Charlie,
There is in fact a middle way between structured and unstructured. An example would be if you were building a contact database and when it came to meeting extended family at holiday times and asked them for their phone number, you also noted down their parents names. You could even record there children’s names and more but if you only recorded their parents names this would be fine. What then happens is over time as you speak to each member of the family and get their parents name the family tree hierarchy simply “emerges” from the details.
You can see here that in the above example we have established that a hierarchy exists in the real world and ensure we simply collect enough information each time we talk to someone “Their parents” that the hierarchy builds over time. Such hierarchies need to tolerate missing information, but they can actually help us discover what information is missing, Which we can then seek.

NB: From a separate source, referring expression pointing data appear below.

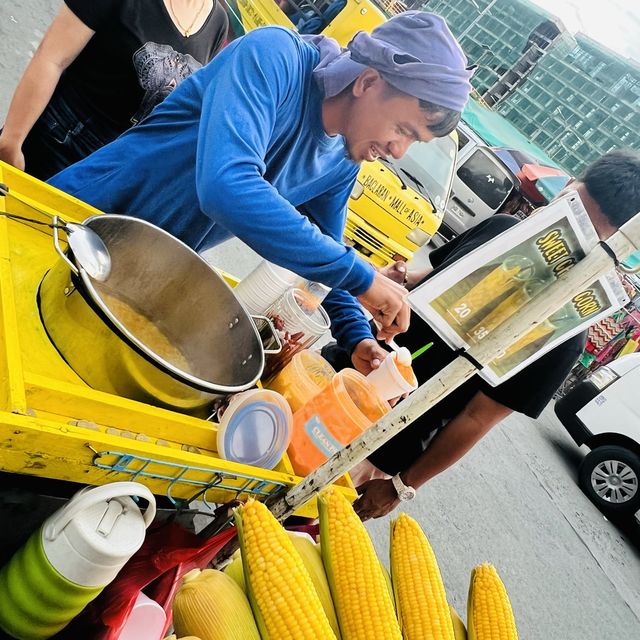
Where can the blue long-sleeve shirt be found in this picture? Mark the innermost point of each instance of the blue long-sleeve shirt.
(239, 149)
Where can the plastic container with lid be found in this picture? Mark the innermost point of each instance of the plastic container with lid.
(348, 406)
(303, 378)
(300, 322)
(394, 377)
(255, 428)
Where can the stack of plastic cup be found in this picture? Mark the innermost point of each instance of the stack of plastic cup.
(394, 377)
(263, 286)
(298, 323)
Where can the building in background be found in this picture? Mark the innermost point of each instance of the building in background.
(571, 96)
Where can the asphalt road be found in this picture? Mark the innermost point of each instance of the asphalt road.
(513, 501)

There are plenty of hierarchies that exist in the real world that almost need not be stated like family trees and
earth > Country > state > county > town > street > number
If one assumes these exist in the first place, it informs us of what it takes to get a full address, but a fuzzy hierarchy and tolerance for missing information. for example you may only record a state/town for where a cousin lives, you can assume the planet, country and county and perhaps for now live without knowing street and number.

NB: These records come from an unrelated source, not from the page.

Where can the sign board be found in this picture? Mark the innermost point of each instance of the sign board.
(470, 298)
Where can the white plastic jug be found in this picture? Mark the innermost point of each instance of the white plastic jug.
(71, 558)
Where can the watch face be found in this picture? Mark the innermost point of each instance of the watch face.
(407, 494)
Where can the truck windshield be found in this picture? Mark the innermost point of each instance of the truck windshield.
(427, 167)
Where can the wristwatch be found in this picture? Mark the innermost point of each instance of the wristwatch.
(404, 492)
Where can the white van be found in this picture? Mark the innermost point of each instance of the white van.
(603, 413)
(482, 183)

The thing is by being aware of hierarchies that exist or you discover, and accounting for there existence, but not “slavishly” trying to build them, these hierarchies’ just emerge from the shadows over time. In many ways this helps the unstructured data trend towards more complete information over time.
To me this is where an unstructured database can exist, in such a way that overtime, the obvious, but even hidden structures start to emerge. And you see here there is not problem having both at once. In fact within our unstructured database there will be other emerging structures like lists, tables, networks and common attributes or values. For example, if someone has the “same home phone number” (land line) as another person, perhaps they live at the same address? We may learn they live together, even although we don’t have their address (however we have the phone number which we can and ask for the address).
This ability for tiddlywiki to accommodate the unstructured through to multiple and incomplete structures is, I believe, one of tiddlywiki’s key attributes that can empower its application universally.